You are looking at historical revision 39459 of this page. It may differ significantly from its current revision.

icu

Chicken bindings to the ICU unicode library

Select bindings to the ICU unicode library.

Introduction

This library is partially inspired by Python's unicodedata library. As it deals with unicode, it also reexports the utf8 egg for ease of use.

Procedures

Names

[procedure] (char-from-name name)

Return char corresponding to string name name. name is passed through string-upcase.

(char-from-name "fire") ;; => #\x1f525
(char-from-name "FIRE") ;; => #\x1f525
[procedure] (char-string-name char)

Returns string name for char.

(char-string-name #\x1f525) ;; => "FIRE"

Decomposition and Normalization

[procedure] (char-decomposition char)

Returns the decomposition mapping of char.

For example, for ¼, VULGAR FRACTION ONE QUARTER:

(char-decomposition #\xBC) ;; => '(#\1 #\x2044 #\4)
[procedure] (string-normalize input #!optional (form "nfkc"))

Returns the normalized form of str to the destination string according to form

form
Any of "nfc", "nfkc", "nfd", or "nfkd"
(string-normalize "¼") ;; => "1/4"

Numbers

[procedure] (char-digit-value char)

Binding for u_charDigitValue. Returns the decimal digit value of a decimal digit character.

(char-digit-value #\4) ;; => 4
[procedure] (char-numeric-value char)

Binding for u_getNumericValue. Get the numeric value (as a double) for a Unicode code point as defined in the Unicode Character Database.

(char-numeric-value #\4) ;; => 4.0
(char-numeric-value #\xBC) ;; => .25
[procedure] (char-digit char radix)

Binding for u_digit. Returns the decimal digit value of the code point in the specified radix.

(char-digit #\f 16) ;; => 15
[procedure] (char-for-digit char radix)

Binding for u_isdigit. Determines whether the specified code point is a digit character according to Java.

(char-for-digit 15 16) ;; => #\f
[procedure] (char-digit? char)

Binding for u_isdigit.
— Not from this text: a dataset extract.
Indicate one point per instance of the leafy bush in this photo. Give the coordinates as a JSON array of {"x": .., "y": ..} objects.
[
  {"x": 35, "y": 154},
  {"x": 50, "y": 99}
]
Determines whether the specified code point is a digit character according to Java.

[procedure] (char-xdigit? char)

Binding for u_isxdigit. Determines whether the specified code point is a hexadecimal digit.

Operators and transformers

[procedure] (char-mirror char)

Binding for u_charMirror. Maps the specified character to a "mirror-image" character.

[procedure] (char-bidi-paired-bracket char)

Binding for u_getBidiPairedBracket. Maps the specified character to its paired bracket character.

[procedure] (char->lower char)
[procedure] (char->upper char)
[procedure] (char->title char)

Bindings for u_tolower,u_toupper, and u_totitle

Properties

[procedure] (char-category char)

Binding for u_charType. Returns the general category value for the code point (an integer, see below).

You can convert this to a symbol with category->integer, and vice versa with integer->category

Categories:

[constant] category/unassigned
[constant] category/uppercase-letter
[constant] category/lowercase-letter
[constant] category/titlecase-letter
[constant] category/modifier-letter
[constant] category/other-letter
[constant] category/non-spacing-mark
[constant] category/enclosing-mark
[constant] category/combining-spacing-mark
[constant] category/decimal-digit-number
[constant] category/letter-number
[constant] category/other-number
[constant] category/space-separator
[constant] category/line-separator
[constant] category/paragraph-separator
[constant] category/control-char
[constant] category/format-char
[constant] category/private-use-char
[constant] category/surrogate
[constant] category/dash-punctuation
[constant] category/start-punctuation
[constant] category/end-punctuation
[constant] category/connector-punctuation
[constant] category/other-punctuation
[constant] category/math-symbol
[constant] category/currency-symbol
[constant] category/modifier-symbol
[constant] category/other-symbol
[constant] category/initial-punctuation
[constant] category/final-punctuation
[constant] category/char-category-count

[procedure] (char-direction char)

Binding for u_charDirection. Returns the bidirectional category value for the code point, which is used in the Unicode bidirectional algorithm (an integer, see below).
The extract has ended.